Ad Dollars Pour In For Contentious Georgia Special Election

The traditionally Republican Georgia 6th is in the midst of an ad blitz from Republicans. The special election primary will be held April 18. The special election will fill the House seat left vacant by President Trump’s Secretary of Health and Human Services Tom Price.

The Georgia 6th has a two-round election process, whereby an open primary pits all candidates -- regardless of party -- against one another. If any candidate secures over 50% of the vote, he or she wins outright. If no candidate receives a majority, the top two candidates face each other in a runoff.

Consensus Democratic candidate Jon Ossoff had appeared strong in polling, getting close to the 50% mark, before Republican super PACs and the National Republican Congressional Committee (NRCC) descended on the district with multimillion-dollar ad buys.

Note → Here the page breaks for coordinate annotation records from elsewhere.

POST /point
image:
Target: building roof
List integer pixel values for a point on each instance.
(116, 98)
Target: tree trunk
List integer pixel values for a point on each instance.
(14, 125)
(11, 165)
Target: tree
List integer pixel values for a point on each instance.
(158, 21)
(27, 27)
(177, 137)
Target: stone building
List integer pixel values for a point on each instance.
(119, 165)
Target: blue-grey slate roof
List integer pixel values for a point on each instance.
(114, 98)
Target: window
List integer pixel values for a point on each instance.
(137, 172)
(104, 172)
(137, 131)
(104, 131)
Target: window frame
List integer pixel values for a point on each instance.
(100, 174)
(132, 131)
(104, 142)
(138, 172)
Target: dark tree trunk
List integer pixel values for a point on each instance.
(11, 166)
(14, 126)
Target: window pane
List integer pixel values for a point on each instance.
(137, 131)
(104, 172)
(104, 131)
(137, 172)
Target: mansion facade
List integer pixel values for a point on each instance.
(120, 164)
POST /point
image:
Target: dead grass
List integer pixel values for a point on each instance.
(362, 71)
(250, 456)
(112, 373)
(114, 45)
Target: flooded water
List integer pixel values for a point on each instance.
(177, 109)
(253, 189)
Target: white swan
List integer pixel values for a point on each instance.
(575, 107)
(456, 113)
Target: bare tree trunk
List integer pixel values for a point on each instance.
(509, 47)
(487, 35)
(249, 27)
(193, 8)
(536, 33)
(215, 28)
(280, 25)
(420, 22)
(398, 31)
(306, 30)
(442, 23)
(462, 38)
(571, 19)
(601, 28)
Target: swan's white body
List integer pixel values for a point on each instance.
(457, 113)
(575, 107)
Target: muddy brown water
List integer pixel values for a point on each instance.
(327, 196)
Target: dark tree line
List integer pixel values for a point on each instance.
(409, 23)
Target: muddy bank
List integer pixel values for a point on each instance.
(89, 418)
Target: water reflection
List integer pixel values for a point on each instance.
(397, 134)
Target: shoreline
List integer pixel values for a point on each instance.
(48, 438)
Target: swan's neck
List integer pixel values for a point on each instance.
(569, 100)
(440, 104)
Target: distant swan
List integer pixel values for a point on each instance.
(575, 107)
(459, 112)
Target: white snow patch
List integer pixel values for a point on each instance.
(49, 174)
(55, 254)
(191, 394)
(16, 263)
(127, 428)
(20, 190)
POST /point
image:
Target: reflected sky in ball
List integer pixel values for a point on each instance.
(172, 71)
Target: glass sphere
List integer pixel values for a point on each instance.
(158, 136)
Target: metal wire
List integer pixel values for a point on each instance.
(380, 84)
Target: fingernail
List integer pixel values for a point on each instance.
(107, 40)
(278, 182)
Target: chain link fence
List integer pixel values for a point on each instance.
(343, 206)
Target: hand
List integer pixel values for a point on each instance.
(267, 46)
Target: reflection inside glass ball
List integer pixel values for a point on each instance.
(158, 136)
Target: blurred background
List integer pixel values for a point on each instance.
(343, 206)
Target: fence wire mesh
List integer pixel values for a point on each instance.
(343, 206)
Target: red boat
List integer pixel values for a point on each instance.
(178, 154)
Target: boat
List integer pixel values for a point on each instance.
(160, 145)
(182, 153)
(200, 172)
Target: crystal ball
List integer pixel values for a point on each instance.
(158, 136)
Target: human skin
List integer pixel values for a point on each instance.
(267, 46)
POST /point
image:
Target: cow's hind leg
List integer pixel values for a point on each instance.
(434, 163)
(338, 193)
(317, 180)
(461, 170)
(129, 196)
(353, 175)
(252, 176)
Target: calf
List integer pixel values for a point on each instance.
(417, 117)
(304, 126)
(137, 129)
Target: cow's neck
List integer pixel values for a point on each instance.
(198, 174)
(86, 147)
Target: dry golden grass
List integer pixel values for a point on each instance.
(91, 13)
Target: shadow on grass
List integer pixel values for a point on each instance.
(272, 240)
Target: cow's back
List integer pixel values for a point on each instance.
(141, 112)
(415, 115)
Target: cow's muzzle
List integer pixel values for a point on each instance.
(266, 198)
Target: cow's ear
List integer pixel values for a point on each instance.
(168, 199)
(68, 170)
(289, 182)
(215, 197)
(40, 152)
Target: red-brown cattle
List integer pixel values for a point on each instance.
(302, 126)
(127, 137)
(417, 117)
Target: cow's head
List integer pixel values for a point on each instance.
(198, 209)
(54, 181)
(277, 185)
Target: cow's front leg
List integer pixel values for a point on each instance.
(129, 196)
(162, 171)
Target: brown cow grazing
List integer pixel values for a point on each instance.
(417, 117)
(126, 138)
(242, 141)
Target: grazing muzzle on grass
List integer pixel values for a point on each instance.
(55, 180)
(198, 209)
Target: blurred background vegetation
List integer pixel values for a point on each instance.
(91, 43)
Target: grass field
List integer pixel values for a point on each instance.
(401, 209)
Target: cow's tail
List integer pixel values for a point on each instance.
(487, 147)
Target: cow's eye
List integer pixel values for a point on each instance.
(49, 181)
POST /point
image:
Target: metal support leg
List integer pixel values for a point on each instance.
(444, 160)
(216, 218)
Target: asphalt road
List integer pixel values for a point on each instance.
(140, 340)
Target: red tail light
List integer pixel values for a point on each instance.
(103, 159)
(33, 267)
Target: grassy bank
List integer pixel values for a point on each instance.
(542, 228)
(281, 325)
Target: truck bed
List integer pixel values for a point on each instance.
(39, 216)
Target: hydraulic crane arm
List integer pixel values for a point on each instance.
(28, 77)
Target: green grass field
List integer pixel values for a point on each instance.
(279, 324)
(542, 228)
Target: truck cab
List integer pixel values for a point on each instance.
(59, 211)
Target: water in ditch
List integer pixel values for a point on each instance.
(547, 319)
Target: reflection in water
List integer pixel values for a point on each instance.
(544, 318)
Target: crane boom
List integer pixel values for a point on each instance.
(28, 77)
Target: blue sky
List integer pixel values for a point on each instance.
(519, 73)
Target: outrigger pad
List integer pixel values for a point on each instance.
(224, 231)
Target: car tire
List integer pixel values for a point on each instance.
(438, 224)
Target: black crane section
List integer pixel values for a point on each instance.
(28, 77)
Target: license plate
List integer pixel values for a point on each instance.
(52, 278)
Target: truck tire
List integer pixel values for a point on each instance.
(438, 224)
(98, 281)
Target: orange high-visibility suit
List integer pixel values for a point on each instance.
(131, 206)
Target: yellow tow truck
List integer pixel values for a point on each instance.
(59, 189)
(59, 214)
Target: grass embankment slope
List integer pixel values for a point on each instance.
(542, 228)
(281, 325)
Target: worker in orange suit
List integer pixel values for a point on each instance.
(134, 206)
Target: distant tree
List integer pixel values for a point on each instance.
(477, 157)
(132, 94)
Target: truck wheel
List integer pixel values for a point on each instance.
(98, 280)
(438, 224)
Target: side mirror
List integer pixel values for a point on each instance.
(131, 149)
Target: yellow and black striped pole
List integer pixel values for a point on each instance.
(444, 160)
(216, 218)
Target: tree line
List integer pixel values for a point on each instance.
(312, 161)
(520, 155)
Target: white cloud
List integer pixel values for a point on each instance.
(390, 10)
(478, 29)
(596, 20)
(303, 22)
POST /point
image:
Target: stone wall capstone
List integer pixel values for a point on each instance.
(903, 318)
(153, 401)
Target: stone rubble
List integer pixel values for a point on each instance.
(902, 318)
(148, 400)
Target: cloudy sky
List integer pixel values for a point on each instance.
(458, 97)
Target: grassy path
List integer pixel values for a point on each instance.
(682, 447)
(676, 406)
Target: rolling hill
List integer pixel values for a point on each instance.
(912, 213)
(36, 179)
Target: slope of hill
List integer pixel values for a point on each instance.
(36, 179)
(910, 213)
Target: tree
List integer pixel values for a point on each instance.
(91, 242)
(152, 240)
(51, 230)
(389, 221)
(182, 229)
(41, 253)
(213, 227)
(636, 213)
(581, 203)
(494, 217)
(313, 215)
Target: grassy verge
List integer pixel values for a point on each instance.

So far, Ossoff has raised an unexpected $4 million in support of his campaign.

Starting in early March, the Congressional Leadership Fund (CLF), a GOP Super PAC close to House Speaker Paul Ryan, dumped $2.2 million into the race in a local TV buy. The ad buy appears to have had a positive impact in terms of damaging Ossoff’s early lead.

"In just one week, Ossoff has stalled on the ballot, and most importantly, he is now underwater with more voters viewing him unfavorably (38% favorable, 47% unfavorable). This is a large swing from last week,when he was +17 (43% favorable, 26% unfavorable)," according to reporting by The Washington Examiner, having obtained a memo written by GOP pollster Greg Strimple.

The NRCC has said it will spend at least $1.1 million in the Georgia 6th over the next two weeks. It’s first ad takes aim at “liberal politicians” and asks voters to “help defend our values.”

With the CLF ad buy appearing to have made a powerful impact on the race, Republicans are trying in earnest to block the 30-year-old Ossoff from capturing Tom Price’s former seat.

There are around a dozen GOP candidates vying for the Congressional seat — and there has been damaging infighting. Conservative group Club for Growth has spent $250,000 on local TV attacking Republican Karen Handel, second behind Ossoff in polling.

The Republican task is difficult; the crowded GOP field suggests a lack of consensus. Plus, the recently failed attempt to repeal the Affordable Care Act imposes additional downward pressure on GOP candidates.